Je ne peux pas ne pas être un peu déçue avec moi-même pour comment ça s’est terminé, même si vraiment j’étais heureuse et soulagée d’avoir eu l’aide de l’équipe médicale. J'ai été aussi vraiment surprise par la difficulté que j’ai rencontrée à faire face à la douleur. Je pensais être bien préparée et j’étais donc déçue aussi après coup de ne pas avoir réussi à maintenir le cap. En même temps, malgré la bonne volonté de l’équipe médicale de respecter notre projet de naissance et de réduire donc leur présence au minimum, je me suis sentie trop souvent dérangée, pour qu’on me pose des questions, que l’on fasse un monitoring ou autre. Trop difficile pour moi de rester dans ma bulle et favoriser l’avancement du travail. Forcément j’étais épuisée au moment où il fallait tout donner.
Sans revenir sur les considérations autour de l’équipe médicale, je reste convaincue aussi que les choses se seraient passées différemment si le personnel soignant avait été formé à l’accouchement physio, car ils auraient été plus dans l’observation de mon comportement et dans un accompagnement plus adapté qui probablement, je crois, aurait diminué le temps de pré-travail et favorisé une expulsion naturelle. Quelqu’un d’expert en accouchement physio, aurait vu les signes de désespérance,aurait su qu’un travail naturel pouvait aller extrêmement vite tout d’un coup, aurait reconnu la fin qui s’approchait quand je cherchais un lieu protégé pour mettre au monde mon enfant.
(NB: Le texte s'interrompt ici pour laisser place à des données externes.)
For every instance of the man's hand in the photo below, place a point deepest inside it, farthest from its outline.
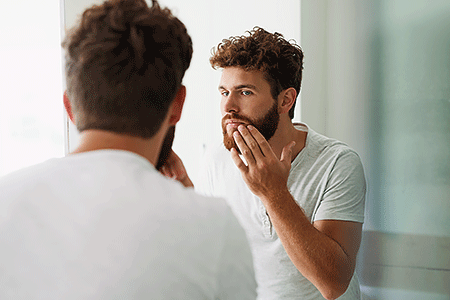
(174, 168)
(265, 174)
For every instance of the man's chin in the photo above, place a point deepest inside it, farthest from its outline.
(229, 143)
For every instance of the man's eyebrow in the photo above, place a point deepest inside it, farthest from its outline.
(241, 86)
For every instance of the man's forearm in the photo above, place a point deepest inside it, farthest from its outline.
(318, 257)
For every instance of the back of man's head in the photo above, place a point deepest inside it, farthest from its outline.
(125, 62)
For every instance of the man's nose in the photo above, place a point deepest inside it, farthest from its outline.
(230, 103)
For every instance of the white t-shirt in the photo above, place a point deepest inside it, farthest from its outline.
(106, 225)
(326, 180)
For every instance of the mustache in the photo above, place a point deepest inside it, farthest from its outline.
(235, 116)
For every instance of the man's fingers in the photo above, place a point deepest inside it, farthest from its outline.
(251, 142)
(245, 150)
(237, 160)
(263, 145)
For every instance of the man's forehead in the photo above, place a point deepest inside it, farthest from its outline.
(235, 78)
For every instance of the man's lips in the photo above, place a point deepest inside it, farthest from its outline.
(233, 123)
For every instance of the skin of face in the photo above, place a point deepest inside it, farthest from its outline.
(246, 100)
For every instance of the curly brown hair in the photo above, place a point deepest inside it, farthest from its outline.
(125, 62)
(280, 60)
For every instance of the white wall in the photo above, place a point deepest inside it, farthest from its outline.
(382, 84)
(31, 110)
(208, 22)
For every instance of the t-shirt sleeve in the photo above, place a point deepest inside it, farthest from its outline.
(344, 194)
(236, 278)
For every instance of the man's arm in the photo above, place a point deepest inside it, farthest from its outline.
(324, 252)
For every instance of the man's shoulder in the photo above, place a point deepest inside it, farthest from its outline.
(320, 145)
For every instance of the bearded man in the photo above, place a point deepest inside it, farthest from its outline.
(298, 194)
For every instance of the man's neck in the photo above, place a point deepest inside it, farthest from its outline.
(286, 133)
(92, 140)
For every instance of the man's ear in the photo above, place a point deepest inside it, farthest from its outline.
(177, 106)
(288, 97)
(68, 106)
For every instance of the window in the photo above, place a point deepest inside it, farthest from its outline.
(31, 109)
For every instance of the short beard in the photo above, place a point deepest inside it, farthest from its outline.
(266, 125)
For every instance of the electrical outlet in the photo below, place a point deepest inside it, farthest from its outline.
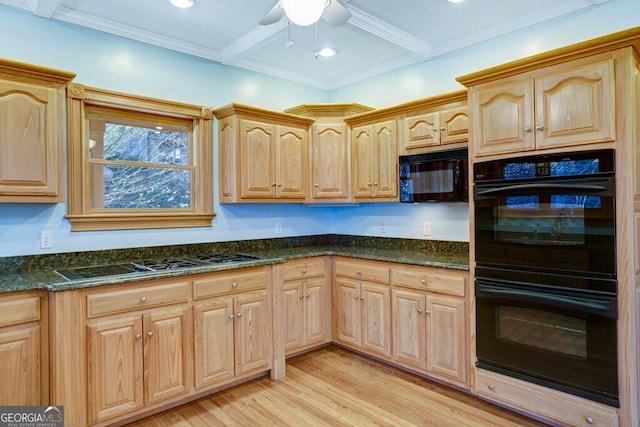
(46, 239)
(427, 229)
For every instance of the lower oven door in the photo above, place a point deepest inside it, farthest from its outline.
(563, 339)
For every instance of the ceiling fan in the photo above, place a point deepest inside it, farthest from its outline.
(307, 12)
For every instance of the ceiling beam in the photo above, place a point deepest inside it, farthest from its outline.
(45, 8)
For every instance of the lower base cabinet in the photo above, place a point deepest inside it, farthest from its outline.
(23, 349)
(232, 327)
(140, 358)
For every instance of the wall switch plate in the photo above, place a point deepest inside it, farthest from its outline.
(46, 239)
(427, 229)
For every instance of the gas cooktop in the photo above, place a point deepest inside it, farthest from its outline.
(148, 266)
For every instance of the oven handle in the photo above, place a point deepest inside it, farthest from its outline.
(546, 186)
(607, 307)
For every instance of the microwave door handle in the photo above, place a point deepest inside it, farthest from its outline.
(567, 186)
(606, 308)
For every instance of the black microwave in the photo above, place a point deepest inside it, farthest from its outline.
(434, 177)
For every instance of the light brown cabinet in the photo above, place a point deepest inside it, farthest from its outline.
(264, 155)
(429, 323)
(307, 304)
(362, 306)
(232, 331)
(374, 161)
(23, 349)
(137, 355)
(32, 133)
(434, 129)
(558, 106)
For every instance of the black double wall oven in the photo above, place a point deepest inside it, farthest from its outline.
(546, 288)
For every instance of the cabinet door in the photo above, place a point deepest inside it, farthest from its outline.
(409, 322)
(330, 162)
(454, 125)
(214, 353)
(316, 311)
(166, 352)
(445, 335)
(292, 163)
(20, 366)
(257, 160)
(576, 106)
(385, 161)
(504, 122)
(115, 366)
(376, 318)
(29, 153)
(422, 131)
(362, 161)
(347, 317)
(294, 301)
(252, 332)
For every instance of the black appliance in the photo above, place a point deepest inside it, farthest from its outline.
(546, 288)
(434, 177)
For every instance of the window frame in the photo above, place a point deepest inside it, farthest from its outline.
(82, 215)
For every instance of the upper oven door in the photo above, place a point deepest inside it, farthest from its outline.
(556, 224)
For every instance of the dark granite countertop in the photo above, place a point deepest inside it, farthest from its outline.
(30, 273)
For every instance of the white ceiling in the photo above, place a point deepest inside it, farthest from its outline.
(380, 36)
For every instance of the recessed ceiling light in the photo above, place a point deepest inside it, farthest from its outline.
(182, 4)
(326, 52)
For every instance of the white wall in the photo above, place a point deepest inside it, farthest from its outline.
(115, 63)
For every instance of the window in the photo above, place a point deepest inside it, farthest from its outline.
(137, 162)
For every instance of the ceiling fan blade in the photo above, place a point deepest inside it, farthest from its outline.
(335, 13)
(274, 15)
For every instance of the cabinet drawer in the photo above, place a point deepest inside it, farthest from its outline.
(560, 407)
(117, 301)
(225, 283)
(21, 310)
(363, 270)
(303, 268)
(430, 279)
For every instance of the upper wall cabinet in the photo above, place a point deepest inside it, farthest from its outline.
(330, 159)
(263, 155)
(32, 133)
(568, 104)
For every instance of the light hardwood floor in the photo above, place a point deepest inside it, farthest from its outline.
(334, 387)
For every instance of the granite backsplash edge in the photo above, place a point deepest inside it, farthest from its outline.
(75, 259)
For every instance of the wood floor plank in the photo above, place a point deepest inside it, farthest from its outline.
(335, 387)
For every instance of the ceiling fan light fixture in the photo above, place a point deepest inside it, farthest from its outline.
(182, 4)
(327, 52)
(303, 12)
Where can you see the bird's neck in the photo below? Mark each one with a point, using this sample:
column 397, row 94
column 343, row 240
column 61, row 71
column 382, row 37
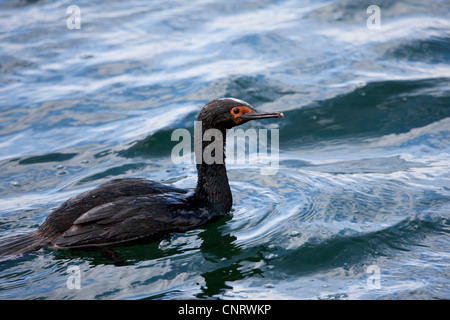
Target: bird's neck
column 213, row 189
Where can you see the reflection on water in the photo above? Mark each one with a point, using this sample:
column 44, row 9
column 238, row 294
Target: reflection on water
column 363, row 175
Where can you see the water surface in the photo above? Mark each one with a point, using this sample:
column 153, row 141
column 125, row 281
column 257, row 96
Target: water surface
column 364, row 171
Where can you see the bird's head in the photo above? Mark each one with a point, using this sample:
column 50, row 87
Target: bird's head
column 227, row 113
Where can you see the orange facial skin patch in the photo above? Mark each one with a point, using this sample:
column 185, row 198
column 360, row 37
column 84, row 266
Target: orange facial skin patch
column 239, row 111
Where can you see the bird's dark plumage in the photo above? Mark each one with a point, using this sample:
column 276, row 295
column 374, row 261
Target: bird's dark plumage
column 124, row 211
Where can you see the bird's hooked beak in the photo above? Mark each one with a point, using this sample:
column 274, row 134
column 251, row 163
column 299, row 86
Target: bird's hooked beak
column 260, row 115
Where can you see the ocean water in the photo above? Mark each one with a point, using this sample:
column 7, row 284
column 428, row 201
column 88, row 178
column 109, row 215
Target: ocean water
column 359, row 207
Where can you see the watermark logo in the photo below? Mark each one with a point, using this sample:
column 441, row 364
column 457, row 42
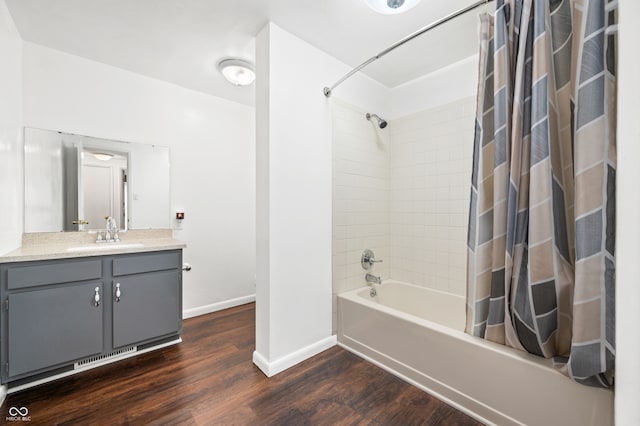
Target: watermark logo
column 18, row 414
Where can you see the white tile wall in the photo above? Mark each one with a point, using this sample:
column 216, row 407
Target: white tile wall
column 360, row 197
column 430, row 173
column 404, row 193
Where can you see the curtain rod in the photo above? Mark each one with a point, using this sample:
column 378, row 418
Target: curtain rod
column 327, row 90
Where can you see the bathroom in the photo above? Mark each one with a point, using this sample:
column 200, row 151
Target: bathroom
column 289, row 266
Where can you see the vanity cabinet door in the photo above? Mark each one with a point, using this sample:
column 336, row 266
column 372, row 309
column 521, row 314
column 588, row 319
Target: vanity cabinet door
column 52, row 326
column 149, row 306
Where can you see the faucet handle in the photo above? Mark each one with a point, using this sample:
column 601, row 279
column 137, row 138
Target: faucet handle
column 368, row 259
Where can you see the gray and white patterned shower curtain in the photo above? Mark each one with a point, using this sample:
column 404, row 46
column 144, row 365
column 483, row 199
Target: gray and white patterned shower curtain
column 540, row 269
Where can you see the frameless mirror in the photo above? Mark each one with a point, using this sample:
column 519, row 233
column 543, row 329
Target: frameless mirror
column 75, row 182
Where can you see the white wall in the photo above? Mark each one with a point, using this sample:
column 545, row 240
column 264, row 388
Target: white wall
column 451, row 83
column 212, row 158
column 360, row 197
column 293, row 311
column 431, row 163
column 10, row 133
column 294, row 210
column 627, row 409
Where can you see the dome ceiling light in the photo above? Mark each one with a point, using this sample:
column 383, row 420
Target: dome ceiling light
column 391, row 7
column 237, row 71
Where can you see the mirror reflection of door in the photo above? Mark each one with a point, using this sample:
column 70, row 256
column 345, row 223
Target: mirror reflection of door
column 103, row 188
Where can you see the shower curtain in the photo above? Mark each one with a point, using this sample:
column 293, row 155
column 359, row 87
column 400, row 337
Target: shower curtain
column 541, row 236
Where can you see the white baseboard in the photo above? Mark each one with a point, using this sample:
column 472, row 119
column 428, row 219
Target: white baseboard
column 272, row 368
column 214, row 307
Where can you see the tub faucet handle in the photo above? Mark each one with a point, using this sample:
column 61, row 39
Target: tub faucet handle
column 368, row 259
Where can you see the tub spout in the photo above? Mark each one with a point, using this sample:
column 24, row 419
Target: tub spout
column 371, row 279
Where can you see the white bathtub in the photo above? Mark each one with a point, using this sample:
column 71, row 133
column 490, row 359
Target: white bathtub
column 418, row 335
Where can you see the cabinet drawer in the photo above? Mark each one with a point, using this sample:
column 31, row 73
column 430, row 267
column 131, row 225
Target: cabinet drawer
column 44, row 273
column 146, row 262
column 150, row 306
column 53, row 326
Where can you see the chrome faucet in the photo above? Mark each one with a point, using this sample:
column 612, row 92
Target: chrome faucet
column 372, row 279
column 111, row 231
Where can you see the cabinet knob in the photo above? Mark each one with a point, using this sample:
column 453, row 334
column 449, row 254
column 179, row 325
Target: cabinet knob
column 96, row 297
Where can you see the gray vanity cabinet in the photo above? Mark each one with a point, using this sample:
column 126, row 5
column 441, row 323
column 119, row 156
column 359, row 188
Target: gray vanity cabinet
column 53, row 326
column 56, row 313
column 146, row 287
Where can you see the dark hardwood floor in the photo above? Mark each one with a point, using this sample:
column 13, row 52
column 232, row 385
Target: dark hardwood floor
column 210, row 379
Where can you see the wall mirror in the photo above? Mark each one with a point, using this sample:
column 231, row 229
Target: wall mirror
column 74, row 182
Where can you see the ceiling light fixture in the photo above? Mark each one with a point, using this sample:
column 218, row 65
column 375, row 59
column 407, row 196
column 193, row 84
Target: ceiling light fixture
column 103, row 156
column 391, row 7
column 237, row 71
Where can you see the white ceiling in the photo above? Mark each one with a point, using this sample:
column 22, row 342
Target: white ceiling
column 181, row 41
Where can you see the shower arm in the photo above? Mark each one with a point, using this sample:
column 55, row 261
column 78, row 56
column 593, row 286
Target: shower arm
column 327, row 90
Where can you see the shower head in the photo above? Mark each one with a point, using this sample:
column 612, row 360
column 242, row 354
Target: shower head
column 382, row 123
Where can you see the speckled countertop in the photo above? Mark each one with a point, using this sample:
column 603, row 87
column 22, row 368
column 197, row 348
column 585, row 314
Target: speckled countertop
column 65, row 245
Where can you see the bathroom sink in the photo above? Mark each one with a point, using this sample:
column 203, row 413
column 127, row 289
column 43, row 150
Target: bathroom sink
column 106, row 246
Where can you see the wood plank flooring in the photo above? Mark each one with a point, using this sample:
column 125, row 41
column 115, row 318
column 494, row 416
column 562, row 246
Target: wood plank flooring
column 209, row 379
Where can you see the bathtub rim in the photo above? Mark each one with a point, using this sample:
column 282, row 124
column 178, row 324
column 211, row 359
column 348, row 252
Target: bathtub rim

Toutes ces considérations restent marginales vis-à-vis de l’exploit incroyable de mettre au monde un bébé. Cela m’a pris du temps à réaliser et ce qui m’a convaincue de cette force que j’ai eue, c’est que le gyneco qui a aidé à la sortie de Flora m’a répété à plusieurs reprises l’exceptionnalité d’un accouchement par voie basse sans péri après une première césarienne. Ma déception initiale se transforme petit à petit en fierté et acceptation. Toucher à cette puissance et cette animalité a été vraiment beau. Observer que, si on n’est pas trop dérangé, on peut se fier à son instinct, on peut faire équipe avec son compagnon et son bébé. Et après coup, voir la puissance du corps, cette ouverture extraordinaire qui peut se faire en si peu de temps. Remarquer que si on arrive à sortir du mental, des projections, des calculs, les choses se font vraiment toutes seules. Quelle révélation pour une personne comme moi, très mentale et très dans le contrôle. Comme disait Martine lors de notre dernière rencontre, expérimenter le “tout est possible”, sous toutes ses formes, au delà des règles, des protocoles, et des attentes, accueillir ce que la Vie nous offre jusqu’au bout, et enfin serrer son bébé dans les bras.
Merci à Martine pour tout ce qu’elle partage avec honnêteté, générosité et passion. C’est aussi grâce au parcours de 9 mois qu’on a eu ensemble que cette naissance a pu avoir lieu comme je l’avais espéré et préparé.